Espelho meu, espelho meu, haverá alguém mais belo (a) do que eu? Esta preocupação eternizada em Contos Maravilhosos (Branca de Neve os sete anões dos irmãos Grimm), migrou para o cotidiano da captação de selfies pelo uso de smartphones, como Selfie meu, selfie, tenho que parecer mais belo (a). O smartphone como espelho mágico que tudo capta e registra, quer para o bem, quer para o mal.
A aspiração tem provocado impulsos humanos por correção dos “erros constitucionais” e, assim, reforça o já congestionado contingente de “problemas” da vida moderna que embora não sejam disfunções ou incapacidades, têm passado a representar patologias médicas.
A ansiedade decorrente acentua a surpreendente situação de ter havido redução das taxas de mortalidade e aumento da expectativa de vida e, ao mesmo tempo, elevação do número de avaliações de não-saúde pela sociedade em geral.

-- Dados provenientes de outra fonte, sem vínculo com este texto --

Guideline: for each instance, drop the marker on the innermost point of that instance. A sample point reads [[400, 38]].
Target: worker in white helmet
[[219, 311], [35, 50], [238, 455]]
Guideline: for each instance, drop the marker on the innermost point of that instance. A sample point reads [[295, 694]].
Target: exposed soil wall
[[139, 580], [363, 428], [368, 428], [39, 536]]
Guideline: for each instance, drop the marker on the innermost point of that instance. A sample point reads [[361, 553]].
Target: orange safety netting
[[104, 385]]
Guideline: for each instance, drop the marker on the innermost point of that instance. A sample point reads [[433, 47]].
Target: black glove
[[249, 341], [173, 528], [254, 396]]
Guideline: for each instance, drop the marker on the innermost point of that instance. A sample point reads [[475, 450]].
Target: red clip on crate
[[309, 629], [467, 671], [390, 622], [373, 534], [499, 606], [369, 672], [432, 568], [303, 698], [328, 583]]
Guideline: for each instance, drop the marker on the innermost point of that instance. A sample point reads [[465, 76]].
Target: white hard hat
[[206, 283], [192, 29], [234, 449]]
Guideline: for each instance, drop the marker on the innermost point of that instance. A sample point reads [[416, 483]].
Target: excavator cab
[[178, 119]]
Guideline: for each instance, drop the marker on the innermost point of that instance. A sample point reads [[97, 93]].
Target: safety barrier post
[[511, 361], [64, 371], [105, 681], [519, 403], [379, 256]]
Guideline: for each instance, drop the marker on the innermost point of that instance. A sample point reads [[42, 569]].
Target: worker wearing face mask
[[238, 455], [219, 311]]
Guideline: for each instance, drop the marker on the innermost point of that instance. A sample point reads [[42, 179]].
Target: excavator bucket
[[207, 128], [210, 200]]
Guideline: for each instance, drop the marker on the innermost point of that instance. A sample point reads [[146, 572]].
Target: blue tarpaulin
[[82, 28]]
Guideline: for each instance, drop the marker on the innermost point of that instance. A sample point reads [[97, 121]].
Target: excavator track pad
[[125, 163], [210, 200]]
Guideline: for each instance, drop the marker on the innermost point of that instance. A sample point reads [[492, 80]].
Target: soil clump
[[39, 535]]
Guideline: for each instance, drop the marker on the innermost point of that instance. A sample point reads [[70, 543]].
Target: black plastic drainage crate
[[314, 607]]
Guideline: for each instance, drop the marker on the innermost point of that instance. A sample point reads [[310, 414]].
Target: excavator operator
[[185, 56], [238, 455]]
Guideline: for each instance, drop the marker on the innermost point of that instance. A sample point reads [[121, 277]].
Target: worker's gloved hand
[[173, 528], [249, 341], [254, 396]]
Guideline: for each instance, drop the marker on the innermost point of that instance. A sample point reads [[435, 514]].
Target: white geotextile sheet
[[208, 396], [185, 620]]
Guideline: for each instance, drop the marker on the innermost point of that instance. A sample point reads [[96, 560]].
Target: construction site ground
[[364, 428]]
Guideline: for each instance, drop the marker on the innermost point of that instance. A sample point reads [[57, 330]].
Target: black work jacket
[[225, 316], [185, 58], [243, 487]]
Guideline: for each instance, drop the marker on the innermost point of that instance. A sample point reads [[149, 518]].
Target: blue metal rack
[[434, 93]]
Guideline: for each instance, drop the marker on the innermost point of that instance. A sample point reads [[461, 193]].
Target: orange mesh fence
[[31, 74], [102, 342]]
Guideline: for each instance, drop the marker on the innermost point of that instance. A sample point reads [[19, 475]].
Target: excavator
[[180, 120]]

Insere-se numa via final de procura por medicalização da vida. Certamente, mais ilhas no arquipélago médico sob várias influências da sociedade contemporânea – mídia, redes sociais-, provocando olhares enviesados sobre os objetivos da Medicina e, em decorrência, incessantes desafios à consciência profissional do médico ético.
Refiro-me, especificamente, neste momento, ao denominado Snapchat Dysforia. É a denominação estrangeira de uma insatisfação com o próprio visual percebido num selfie e que motiva a procura de um cirurgião plástico e/ou de um dermatologista para solicitar imediata “correção” estética https://jamanetwork.com/journals/jamafacialplasticsurgery/article-abstract/2688763.
É verdadeira procura por um “photoshop” presencial e reparador das imperfeições conjecturadas. É produto de excessiva idealização da própria imagem -supervalorização de padrões de beleza. É reflexo de insegurança e baixa estima e pode fazer parte do espectro obsessivo-compulsivo. Portanto, acaba por vir a merecer atenção médica sobre as origens da sensação de disforia.
Considerando que a conceituação contemporânea de doença inclui uma disfunção explicável por uma natureza psicológica que causa sofrimento e que está além do controle consciente direto da pessoa, a Bioética da Beira do leito considera que as peculiaridades do Snapchat Dysphoria fornecem excelentes subsídios para reflexões sobre a tríade principialista beneficência- não maleficência-autonomia.
De fato, a utilidade das eventuais medidas “reparadoras” em prol de simetrias nasais e faciais para o paciente em questão com riscos relativamente baixos de adversidades intercorrentes associadas aos métodos utilizados está intimamente alinhada com o desejo por melhor aceitação social, a preferência por um padrão “em manada”, o objetivo de melhora da autoestima, e o valor entendido como qualidade de vida.
Por outro lado, é justificável que o médico hierarquize o desejo estético do paciente como “sintoma”. Assim sendo, ele pode concluir pela recomendação de apoio psicológico e farmacológico (inibidor da reutilização da serotonina), a procura pela aceitação da identidade “natural”, não o uso de um bisturi modelador de uma “artificialidade”. O manejo desta contraposição do predomínio do interesse pelo “lado de fora” e o “lado de dentro” da cabeça do paciente tem chances de se constituir em conflitos da relação médico-paciente no âmbito da interpretação do binômio beneficência-autonomia que requerem assessoria da Bioética.